Database Index
Definition
A database index is a separate data structure, usually a B-tree, that lets the database find rows by a column value without scanning the whole table. Like the index at the back of a book, it keeps keys in sorted order and points to the matching rows, turning an O(n) full scan into an O(log n) lookup. Indexes make reads fast at the cost of extra storage and slower writes, since every insert and update must also maintain the index.
Key Takeaways
- An index trades write speed and disk for read speed. Each one you add slows down INSERT, UPDATE, and DELETE.
- A clustered index sets the physical row order (one per table). Non-clustered indexes are separate trees of pointers (many per table).
- Composite indexes follow the leftmost prefix rule: an index on (A, B, C) helps queries on A, or A and B, but not B alone.
- Index high-cardinality columns used in WHERE, JOIN, and ORDER BY. Skip small tables, low-cardinality columns, and write-heavy paths.
How It Works
- The index stores the key values in a balanced B-tree kept in sorted order.
- A lookup walks from the root down a few levels to the leaf holding the key, typically 3 to 4 disk reads even for a billion rows.

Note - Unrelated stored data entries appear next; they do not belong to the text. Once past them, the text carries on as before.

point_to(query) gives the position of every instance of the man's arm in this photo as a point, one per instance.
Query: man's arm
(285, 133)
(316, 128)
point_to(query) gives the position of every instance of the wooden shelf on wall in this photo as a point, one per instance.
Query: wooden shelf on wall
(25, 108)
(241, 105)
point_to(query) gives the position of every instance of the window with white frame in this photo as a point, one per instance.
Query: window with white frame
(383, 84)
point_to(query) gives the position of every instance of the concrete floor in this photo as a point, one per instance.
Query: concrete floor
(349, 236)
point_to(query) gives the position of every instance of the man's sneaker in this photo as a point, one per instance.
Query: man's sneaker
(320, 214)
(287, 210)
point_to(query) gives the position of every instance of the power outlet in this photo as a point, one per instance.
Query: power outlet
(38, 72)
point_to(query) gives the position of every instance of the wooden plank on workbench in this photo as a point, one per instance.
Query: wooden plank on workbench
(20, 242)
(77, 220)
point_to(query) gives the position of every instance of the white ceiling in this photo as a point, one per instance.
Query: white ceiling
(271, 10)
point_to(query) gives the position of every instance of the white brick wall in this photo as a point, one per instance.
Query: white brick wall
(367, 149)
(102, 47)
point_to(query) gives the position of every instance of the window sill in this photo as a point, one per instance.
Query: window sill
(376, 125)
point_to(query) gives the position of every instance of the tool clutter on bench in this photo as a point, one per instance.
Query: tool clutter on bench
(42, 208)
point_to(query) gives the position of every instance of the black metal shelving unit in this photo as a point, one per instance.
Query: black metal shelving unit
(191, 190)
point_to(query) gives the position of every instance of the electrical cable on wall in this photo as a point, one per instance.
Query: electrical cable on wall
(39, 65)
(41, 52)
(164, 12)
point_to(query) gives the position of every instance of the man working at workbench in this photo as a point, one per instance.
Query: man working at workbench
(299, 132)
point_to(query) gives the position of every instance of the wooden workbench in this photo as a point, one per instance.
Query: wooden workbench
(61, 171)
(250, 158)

- The leaf points at the actual row, or contains it directly in the case of a clustered index.
- Run EXPLAIN or EXPLAIN ANALYZE to confirm the planner is choosing an index scan instead of a sequential scan.
Where It Is Used
- PostgreSQL supports B-tree, hash, GIN, GiST, BRIN, partial, and covering (INCLUDE) indexes.
- MySQL InnoDB always makes the primary key the clustered index, with secondary indexes pointing back to it.
- Covering indexes answer a query entirely from the index, skipping the table lookup.